A Parallel World

Friday, 11 May 2018

Exploring NewMA!

Hola amigos :) I admit it has been quite a while since my last post. Thanks to bunch of mundane chores that kept me occupied, I never realised how it got so late, so soon. Yes, that was a Dr. Seuss quote to get the mood going. Anyways, welcome to my next adventure in the parallel world that further explores our NUMA architecture, who got introduced to us in my previous post.

So here is the precept - we have the chummy, supersonic local memory in contrast to the surly, slothful remote memory; followed by the important question that is probably in your head - What is the big deal?

Imagine you waiter at a pizzeria and I told you that cheesy pizzas are actually being prepared in the kitchen of the building next door (remote memory), rather than your own (local memory). The delay in delivering cheesy pizzas (memory accesses) to the hungry customers will adversely affect the business of the pizzeria.

Likewise, it is the application running on top of NUMA that will be afflicted by remote memory access latency. All said and done, we don't want our beloved applications be to be unhappy at the end of the day (a.k.a "the big deal").

So, we picked this really cool database application called Redis and analysed how performance is impacted when its memory accesses are forced to be from local and remote memories respectively. The results, depicted in the following graphs, were indeed quite astonishing.
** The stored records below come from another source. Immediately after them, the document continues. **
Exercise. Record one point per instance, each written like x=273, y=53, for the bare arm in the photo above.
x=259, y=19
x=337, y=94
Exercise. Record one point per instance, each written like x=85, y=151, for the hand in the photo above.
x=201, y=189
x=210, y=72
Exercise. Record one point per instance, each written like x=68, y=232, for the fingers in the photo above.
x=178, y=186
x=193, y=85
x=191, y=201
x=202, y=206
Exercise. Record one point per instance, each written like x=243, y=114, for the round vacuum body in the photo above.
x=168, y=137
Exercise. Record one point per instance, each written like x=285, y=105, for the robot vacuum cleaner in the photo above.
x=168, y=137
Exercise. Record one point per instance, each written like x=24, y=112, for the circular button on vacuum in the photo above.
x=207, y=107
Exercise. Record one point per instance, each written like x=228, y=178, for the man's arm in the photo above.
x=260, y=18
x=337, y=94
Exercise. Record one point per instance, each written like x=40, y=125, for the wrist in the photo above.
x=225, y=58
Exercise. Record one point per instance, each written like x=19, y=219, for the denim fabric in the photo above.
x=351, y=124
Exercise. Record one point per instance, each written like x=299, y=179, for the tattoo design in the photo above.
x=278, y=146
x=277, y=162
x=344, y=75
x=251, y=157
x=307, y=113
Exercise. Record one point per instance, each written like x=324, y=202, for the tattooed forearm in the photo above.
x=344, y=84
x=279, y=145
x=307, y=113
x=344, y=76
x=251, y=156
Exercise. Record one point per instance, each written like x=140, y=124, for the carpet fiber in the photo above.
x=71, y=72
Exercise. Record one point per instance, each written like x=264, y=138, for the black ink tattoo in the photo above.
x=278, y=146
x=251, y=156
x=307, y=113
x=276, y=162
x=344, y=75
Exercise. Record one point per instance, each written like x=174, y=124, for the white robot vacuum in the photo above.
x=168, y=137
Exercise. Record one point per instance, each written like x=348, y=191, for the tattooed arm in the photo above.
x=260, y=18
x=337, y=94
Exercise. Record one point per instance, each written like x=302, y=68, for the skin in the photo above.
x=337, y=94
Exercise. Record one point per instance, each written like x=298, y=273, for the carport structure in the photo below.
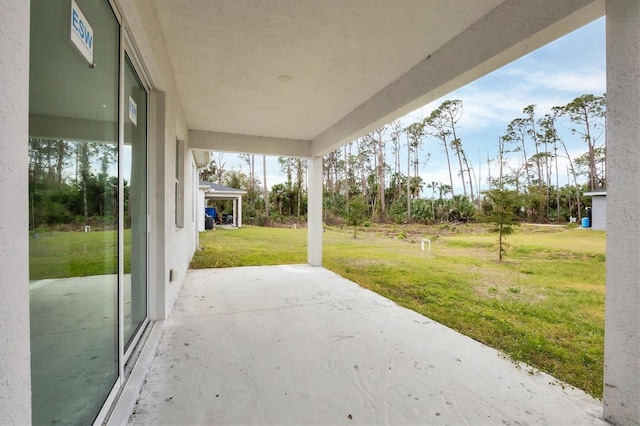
x=302, y=78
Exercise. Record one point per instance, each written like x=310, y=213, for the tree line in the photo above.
x=383, y=169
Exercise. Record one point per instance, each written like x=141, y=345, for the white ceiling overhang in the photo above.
x=303, y=77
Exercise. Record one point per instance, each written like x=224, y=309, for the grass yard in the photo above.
x=60, y=254
x=543, y=305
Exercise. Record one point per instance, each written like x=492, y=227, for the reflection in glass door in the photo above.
x=87, y=211
x=134, y=171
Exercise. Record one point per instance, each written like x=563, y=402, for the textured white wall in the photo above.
x=599, y=213
x=175, y=248
x=15, y=371
x=622, y=317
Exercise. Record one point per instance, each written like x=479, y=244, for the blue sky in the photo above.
x=551, y=76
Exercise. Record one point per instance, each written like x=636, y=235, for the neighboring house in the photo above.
x=213, y=191
x=598, y=210
x=117, y=103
CPI is the number of CPU cycles consumed to execute one instruction. Evidently, the lower the CPI, the happier is our application, which is the case when it is primarily accessing the local memory.
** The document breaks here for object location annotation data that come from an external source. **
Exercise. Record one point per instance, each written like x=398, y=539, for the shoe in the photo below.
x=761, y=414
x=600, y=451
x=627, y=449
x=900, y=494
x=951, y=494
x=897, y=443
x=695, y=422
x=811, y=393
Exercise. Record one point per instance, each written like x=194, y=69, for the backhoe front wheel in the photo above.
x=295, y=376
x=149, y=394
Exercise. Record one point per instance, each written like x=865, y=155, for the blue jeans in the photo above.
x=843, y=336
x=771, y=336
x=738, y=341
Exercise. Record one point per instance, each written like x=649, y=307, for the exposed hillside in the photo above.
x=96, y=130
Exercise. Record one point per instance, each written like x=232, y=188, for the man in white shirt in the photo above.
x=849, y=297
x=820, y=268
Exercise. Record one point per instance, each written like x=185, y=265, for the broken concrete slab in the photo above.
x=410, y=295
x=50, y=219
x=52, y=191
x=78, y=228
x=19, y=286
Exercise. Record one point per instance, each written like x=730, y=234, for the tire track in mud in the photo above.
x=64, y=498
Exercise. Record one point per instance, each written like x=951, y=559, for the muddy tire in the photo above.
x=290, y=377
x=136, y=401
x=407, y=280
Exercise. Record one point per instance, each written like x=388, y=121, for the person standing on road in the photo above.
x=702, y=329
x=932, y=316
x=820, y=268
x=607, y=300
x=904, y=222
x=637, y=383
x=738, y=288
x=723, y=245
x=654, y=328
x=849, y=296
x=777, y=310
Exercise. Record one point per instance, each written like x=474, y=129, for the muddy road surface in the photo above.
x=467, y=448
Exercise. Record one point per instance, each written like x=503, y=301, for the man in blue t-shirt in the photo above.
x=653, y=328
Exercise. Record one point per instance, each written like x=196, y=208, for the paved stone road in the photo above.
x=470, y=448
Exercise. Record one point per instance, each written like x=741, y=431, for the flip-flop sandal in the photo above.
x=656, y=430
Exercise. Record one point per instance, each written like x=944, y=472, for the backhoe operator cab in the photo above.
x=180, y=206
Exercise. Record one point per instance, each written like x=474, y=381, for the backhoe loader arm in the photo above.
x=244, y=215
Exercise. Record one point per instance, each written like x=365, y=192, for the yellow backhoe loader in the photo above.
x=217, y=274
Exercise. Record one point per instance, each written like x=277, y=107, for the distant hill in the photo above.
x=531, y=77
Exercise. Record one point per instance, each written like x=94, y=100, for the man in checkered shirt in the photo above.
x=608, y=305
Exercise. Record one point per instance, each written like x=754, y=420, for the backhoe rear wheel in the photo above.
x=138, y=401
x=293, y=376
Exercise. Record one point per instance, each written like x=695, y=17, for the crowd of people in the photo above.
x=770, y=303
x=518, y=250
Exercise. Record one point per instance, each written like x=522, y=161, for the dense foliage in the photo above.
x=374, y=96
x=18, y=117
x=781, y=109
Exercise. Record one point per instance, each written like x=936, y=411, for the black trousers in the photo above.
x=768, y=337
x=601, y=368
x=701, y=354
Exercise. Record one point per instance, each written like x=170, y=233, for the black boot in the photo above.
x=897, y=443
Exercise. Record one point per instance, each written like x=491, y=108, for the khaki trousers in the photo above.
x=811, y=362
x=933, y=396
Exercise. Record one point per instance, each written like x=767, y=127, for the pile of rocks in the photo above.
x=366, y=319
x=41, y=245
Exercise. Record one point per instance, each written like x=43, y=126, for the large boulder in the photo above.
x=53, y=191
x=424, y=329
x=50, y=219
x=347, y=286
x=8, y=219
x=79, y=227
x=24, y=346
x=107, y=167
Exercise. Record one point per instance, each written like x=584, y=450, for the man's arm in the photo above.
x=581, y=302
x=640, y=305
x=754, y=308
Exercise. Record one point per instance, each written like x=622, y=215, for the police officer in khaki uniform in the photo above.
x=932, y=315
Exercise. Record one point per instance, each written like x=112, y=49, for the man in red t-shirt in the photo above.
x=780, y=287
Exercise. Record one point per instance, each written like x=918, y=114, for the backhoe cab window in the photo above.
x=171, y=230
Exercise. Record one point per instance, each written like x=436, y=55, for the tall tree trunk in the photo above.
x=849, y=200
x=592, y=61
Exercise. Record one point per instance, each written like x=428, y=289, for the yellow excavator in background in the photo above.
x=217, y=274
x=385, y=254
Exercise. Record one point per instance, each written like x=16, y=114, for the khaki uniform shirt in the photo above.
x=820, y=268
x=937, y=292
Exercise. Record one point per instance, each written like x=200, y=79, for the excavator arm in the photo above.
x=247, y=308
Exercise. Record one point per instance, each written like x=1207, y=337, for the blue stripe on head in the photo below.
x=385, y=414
So how do we appease our application, flatter it perhaps? Stay tuned while I find a way to the this guy's heart. Meanwhile, happy coding in a parallel world! 😊

Sunday, 4 February 2018

The NewMA architecture

Bonjour! Yes, it has been quite a while again; but now, gear up for a bunch of exciting adventures in the parallel world as I explore a world of processors and memory and how they pull the strings of performance. Consequently, the mundane task of writing hardware-friendly code is entrusted to us, programmers (cause we didn't have enough already!). Yosh, let's get started.

NUMA and cheesy pizzas
I went for dinner with a group of processors, and we decided to order a cheesy pizza. Hungry as we were, we figured that we would spend more time waiting to reach the pizza than eating it (fetching data takes more cycles than processing it). So each of us got a slice of our own (local memory). Now toss around the following ideas from my head.

I love pizza, so I want my friend's slice as well (local access and remote access)
But eating from my friend's slice is easier said than done (remote access has higher latency)
Also, reaching out to a friend's slice who is seated farther from me is more laborious than that of my immediate neighbor (remote memory latency is a function of processor distance)
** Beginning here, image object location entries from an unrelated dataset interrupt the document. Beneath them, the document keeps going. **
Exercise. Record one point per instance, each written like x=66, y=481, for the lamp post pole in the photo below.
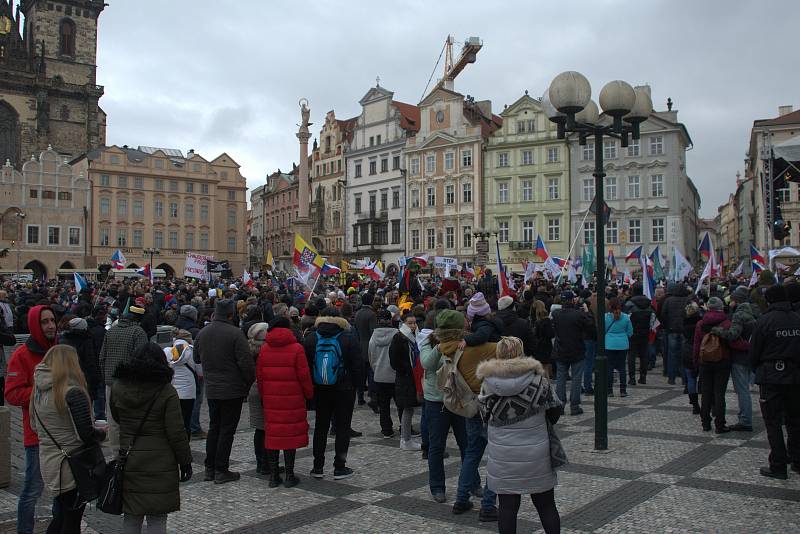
x=568, y=103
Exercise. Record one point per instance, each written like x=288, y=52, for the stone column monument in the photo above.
x=302, y=225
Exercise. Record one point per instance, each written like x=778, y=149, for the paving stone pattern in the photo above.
x=662, y=473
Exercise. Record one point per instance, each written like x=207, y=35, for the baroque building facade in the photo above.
x=49, y=95
x=526, y=170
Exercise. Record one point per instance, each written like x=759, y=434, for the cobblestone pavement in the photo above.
x=662, y=473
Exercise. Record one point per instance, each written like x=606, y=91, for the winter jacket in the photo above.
x=618, y=331
x=228, y=367
x=365, y=322
x=150, y=485
x=83, y=343
x=402, y=361
x=19, y=379
x=570, y=325
x=285, y=385
x=379, y=355
x=743, y=320
x=515, y=399
x=353, y=372
x=673, y=309
x=702, y=329
x=180, y=357
x=512, y=325
x=71, y=429
x=122, y=340
x=774, y=346
x=483, y=330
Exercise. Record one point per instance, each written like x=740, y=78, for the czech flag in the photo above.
x=540, y=249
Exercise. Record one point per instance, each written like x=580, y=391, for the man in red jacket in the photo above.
x=19, y=386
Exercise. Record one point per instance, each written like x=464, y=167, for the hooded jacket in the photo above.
x=19, y=379
x=379, y=354
x=285, y=385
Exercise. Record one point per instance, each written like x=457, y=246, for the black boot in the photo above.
x=291, y=479
x=275, y=479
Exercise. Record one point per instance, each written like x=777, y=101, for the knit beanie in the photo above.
x=477, y=306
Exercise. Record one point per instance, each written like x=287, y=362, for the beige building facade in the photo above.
x=158, y=198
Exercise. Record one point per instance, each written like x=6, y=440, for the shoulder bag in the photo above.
x=110, y=499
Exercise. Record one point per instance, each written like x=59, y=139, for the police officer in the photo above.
x=775, y=358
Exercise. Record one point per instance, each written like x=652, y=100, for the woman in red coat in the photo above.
x=284, y=383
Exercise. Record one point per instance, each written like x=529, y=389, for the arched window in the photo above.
x=67, y=37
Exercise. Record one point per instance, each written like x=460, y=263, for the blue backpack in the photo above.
x=327, y=360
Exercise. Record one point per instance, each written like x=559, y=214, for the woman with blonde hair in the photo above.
x=61, y=409
x=518, y=404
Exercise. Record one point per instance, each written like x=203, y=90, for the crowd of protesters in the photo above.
x=498, y=371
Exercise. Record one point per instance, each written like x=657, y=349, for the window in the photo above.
x=552, y=188
x=633, y=147
x=657, y=185
x=554, y=229
x=466, y=232
x=588, y=189
x=588, y=151
x=467, y=193
x=612, y=232
x=633, y=187
x=527, y=190
x=430, y=163
x=588, y=232
x=502, y=193
x=611, y=188
x=657, y=228
x=527, y=157
x=527, y=231
x=450, y=237
x=502, y=231
x=656, y=145
x=66, y=41
x=53, y=235
x=635, y=231
x=466, y=158
x=33, y=235
x=610, y=149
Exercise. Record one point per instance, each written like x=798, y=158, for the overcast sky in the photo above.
x=225, y=75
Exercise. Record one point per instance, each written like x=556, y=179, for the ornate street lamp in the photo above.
x=568, y=103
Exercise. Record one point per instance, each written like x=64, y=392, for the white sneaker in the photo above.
x=410, y=445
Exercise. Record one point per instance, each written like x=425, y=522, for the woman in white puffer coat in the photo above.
x=516, y=402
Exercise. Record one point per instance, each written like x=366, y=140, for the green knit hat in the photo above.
x=450, y=320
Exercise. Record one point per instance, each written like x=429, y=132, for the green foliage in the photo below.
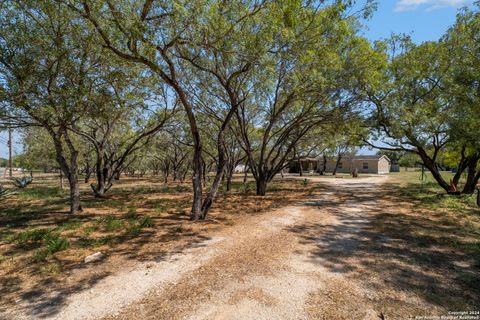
x=55, y=244
x=146, y=222
x=22, y=182
x=33, y=236
x=110, y=223
x=3, y=191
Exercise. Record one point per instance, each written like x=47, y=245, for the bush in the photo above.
x=33, y=235
x=22, y=182
x=56, y=244
x=146, y=222
x=3, y=191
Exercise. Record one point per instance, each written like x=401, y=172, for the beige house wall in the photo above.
x=380, y=166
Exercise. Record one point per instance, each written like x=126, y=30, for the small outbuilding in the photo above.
x=376, y=164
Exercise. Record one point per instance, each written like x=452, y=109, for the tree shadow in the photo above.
x=383, y=239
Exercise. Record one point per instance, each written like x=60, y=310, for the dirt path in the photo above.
x=295, y=263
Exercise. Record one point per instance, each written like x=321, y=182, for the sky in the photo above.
x=424, y=20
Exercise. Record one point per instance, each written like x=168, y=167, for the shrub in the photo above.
x=3, y=191
x=146, y=222
x=56, y=244
x=22, y=182
x=131, y=214
x=40, y=255
x=33, y=235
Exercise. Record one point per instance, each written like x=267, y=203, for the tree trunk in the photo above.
x=324, y=165
x=229, y=178
x=478, y=197
x=337, y=164
x=197, y=180
x=261, y=184
x=472, y=179
x=433, y=168
x=75, y=205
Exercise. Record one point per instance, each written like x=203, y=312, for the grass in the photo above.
x=140, y=219
x=429, y=194
x=440, y=224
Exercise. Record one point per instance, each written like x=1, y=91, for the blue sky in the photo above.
x=423, y=19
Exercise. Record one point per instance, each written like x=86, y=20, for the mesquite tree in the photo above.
x=418, y=110
x=308, y=81
x=47, y=66
x=224, y=40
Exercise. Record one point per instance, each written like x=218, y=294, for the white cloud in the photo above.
x=410, y=5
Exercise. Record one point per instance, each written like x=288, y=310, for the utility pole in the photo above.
x=10, y=151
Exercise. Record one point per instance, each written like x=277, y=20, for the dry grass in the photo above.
x=42, y=247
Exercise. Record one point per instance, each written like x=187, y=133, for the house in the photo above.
x=378, y=164
x=308, y=165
Any thoughts on how I can get more of that cheesy pizza quickly? Furthermore, if you aren't a big fan of pizza, you can always read this.

Moving forward with the assumption that we can now talk in NUMA/pizza jargon, we have an upfront errand at hand - ensuring that our application takes advantage of this underlying mysterious architecture. If you're of the opinion that making a process access only its local memory is sufficient to score on your performance grade card, then I would like to quote Da Vinci in reply, "The greatest deception that men suffer, is from their own opinions". By the way, this idea is termed as the ''node-local" policy by the Linux kernel.

Summons to contest the "node-local" policy

1) One process, one core, one memory... always?
Consider a complex application that runs multiple complex processes on multiple core complexes and has a complex memory access pattern - leads to a complex situation indeed.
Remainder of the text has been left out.